Well, its November. It's cold and rainy and we elected Barack Obama to be our president (way to go us)! How could things be better? In the spirit of November-- which we will associate with Thanksgiving dinners, turkeys, sweet potato's and apples (trust me, we will)-- obviously its also time for mulling spices! I am a bit addicted to apple cider I have to admit. I blame this on the fact that good apple cider is only available this time of year (not all the time) and that I live in "the apple state" so I get the really good stuff. My favorite way to enjoy it is hot(!) with spices. I heat the cider in a pan on the stovetop, and usually confine the spices in a tea-ball while the brew steeps. You can also add mulling spices to wine, but I find it a little to harsh for my tastes. Maybe I just don't think wine should be hot.
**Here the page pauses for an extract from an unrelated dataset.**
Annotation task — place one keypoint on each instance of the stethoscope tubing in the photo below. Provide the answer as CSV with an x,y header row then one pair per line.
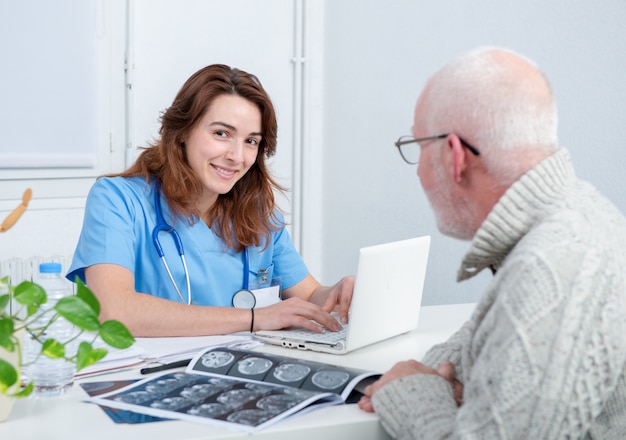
x,y
162,226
There are many recipes for mulling spices, I admit I have never actually looked up a recipe simply looked in a can of spices I got from a store and made my own. But I also have a few ideas on how to mix things up a bit.
Traditional mulling spices:
1 oz Cinnamon sticks, Cinnamomum spp.
1 oz Clove, Syzygium aromaticum
1 oz Allspice berries, Pimenta dioica
1 oz Orange peel, Citrus sinensis
I also add 3 drops of sweet orange essential oil which I find gives it a nice punch. But this recipe works just fine without.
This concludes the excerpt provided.